BSR’s report, “The New Frontier in Sustainability: The Business Opportunity in Tackling Sustainable Consumption,” moves beyond “first generation” sustainability efforts focused on sourcing of materials, processing and assembly, and distribution, and identifies opportunities for companies to tackle sustainable consumption through three key parts of the business value cycle:
Product design: Design choices about things like material weight and packaging have direct impacts on transportation costs and fuel use, while choices about energy efficiency directly impact energy consumption in a product’s use phase. In some cases, a focus on sustainable consumption may result in the radical redesign of familiar products, and in other cases, there may be an opportunity to deliver the same value through services (such as car-sharing) rather than products (such as car sales).

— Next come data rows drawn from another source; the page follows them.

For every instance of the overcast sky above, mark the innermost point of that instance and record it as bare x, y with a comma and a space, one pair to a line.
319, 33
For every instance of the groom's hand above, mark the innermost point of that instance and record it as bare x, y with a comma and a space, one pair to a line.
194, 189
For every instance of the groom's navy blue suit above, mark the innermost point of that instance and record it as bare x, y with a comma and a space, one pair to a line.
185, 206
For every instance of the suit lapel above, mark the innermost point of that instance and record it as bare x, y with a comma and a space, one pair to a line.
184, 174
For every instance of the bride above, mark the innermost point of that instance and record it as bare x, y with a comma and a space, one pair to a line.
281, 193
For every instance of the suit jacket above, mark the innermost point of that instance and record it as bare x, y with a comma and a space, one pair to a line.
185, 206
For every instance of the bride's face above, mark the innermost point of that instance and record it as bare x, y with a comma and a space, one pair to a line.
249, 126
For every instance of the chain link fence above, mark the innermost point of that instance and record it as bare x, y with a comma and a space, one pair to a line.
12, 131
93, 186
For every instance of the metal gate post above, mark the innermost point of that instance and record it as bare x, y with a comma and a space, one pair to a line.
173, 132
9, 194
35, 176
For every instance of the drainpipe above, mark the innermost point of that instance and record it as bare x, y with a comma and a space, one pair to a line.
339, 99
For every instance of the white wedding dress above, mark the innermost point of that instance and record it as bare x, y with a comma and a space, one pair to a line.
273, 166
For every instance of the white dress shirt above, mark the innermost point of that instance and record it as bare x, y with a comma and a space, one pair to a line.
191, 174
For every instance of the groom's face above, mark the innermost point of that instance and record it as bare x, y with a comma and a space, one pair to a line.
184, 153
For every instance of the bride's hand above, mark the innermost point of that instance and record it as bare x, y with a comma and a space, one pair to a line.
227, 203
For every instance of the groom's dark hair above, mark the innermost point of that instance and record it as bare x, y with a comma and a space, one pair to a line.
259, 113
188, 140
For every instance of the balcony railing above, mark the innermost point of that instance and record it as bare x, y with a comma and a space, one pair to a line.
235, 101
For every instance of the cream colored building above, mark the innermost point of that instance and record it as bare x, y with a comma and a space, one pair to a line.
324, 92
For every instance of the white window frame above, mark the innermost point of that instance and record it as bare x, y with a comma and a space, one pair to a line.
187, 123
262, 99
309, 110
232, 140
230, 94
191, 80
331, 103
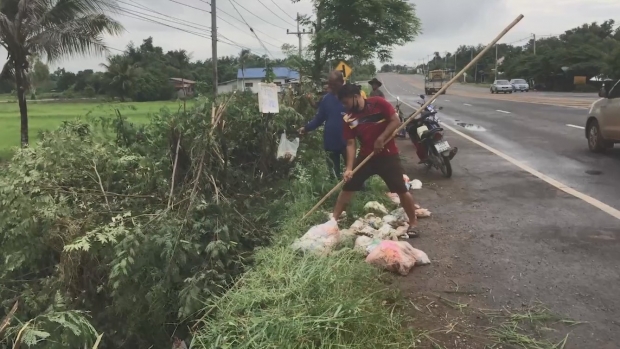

Consumer engagement and use: Consumers may be in the driver’s seat when it comes to choices about products and use, but companies can give consumers the keys to more sustainable behavior by embedding sustainable options into products and giving consumers simple, accessible information about how to use their products in a more sustainable manner.
End-of-use: Companies are setting targets to eliminate all waste from products’ end-of-life. This focus allows business to incorporate waste prevention into the design phase of products. Some companies are drawing inspiration from nature by implementing “closed-loop systems” that mirror the natural life cycles of living plant cells.
Highlighting leaders in sustainable consumption such as Best Buy, which is investing in ways to help consumers manage their home energy and water use; GoodGuide, which provides consumers with information on the health, environmental, and social impacts of everyday products; and the Danish city Kalundborg, which has created an “industrial ecosystem” in which a dozen industries cooperate in reusing “waste” from neighboring facilities, BSR’s report emphasizes the many opportunities for companies to innovate in the name of sustainability.
“Sustainability can and should be thought of as a way to create opportunities and become a substantial source of competitive advantage, not solely as a way to mitigate risk,” said Cramer. “When it comes to sustainable consumption, the transformation imperative is clear: If more businesses adopt the principles of sustainable consumption, we have the potential to increase global prosperity while avoiding the depletion of our natural resources and still preserving the ecosystems that underpin our lives.”